Corresponding author: Jen-Jung Pan, MD, PhD, Hepatology Program, Division of Gastroenterology, Department of Medicine, Washington University in Saint Louis, 660 S. Euclid Avenue, Campus Box 8124, Saint Louis, MO 63110, USA
Tel.: 1 314 362 2717; fax: 1 314 454 8289;
e-mail: jjpan@dom.wustl.edu

Abstract

Pan J-J, Oh S-H, Soldevila-Pico C, Nelson DR, Liu C. Low prevalence of HBV DNA in the liver allograft from anti-HBc-positive donors: a single-center experience.
Clin Transplant 2011: 25: 164–170. © 2010 John Wiley & Sons A/S.

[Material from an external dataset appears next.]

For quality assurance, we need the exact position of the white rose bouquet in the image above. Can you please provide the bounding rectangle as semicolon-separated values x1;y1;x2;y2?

Abstract:  Allografts from donors positive for antibody to hepatitis B core antigen (anti-HBc+) can transmit hepatitis B virus (HBV) to the recipients. We aimed to study the prevalence of HBV DNA in liver allografts from anti-HBc+ donors. Between January 2003 and December 2008, this retrospective study identified 18 patients who received a liver from an anti-HBc+ donor. Pre- and post-transplantation HBV serology and serum HBV DNA level of the study subjects were reviewed. DNA extracted from liver biopsy tissue was used for PCR assay. Immunohistochemistry was also performed to determine viral protein expression. We observed a low prevalence of HBV DNA in allografts from anti-HBc+ donors even among patients who did not receive prophylaxis. Only one of 18 patients had detectable HBV DNA in the liver allograft. This recipient was seronegative for HBV before transplantation and did not receive prophylaxis after transplantation, and developed de novo hepatitis B. Of the five patients who were positive for both antibody to hepatitis B surface antigen and anti-HBc before transplantation and did not receive prophylaxis after transplantation, none developed HBV infection. Prophylaxis for HBV is important for seronegative recipients receiving a liver from an anti-HBc+ donor. Such prophylaxis may not be necessary for recipients who do not have detectable HBV DNA in the liver allograft.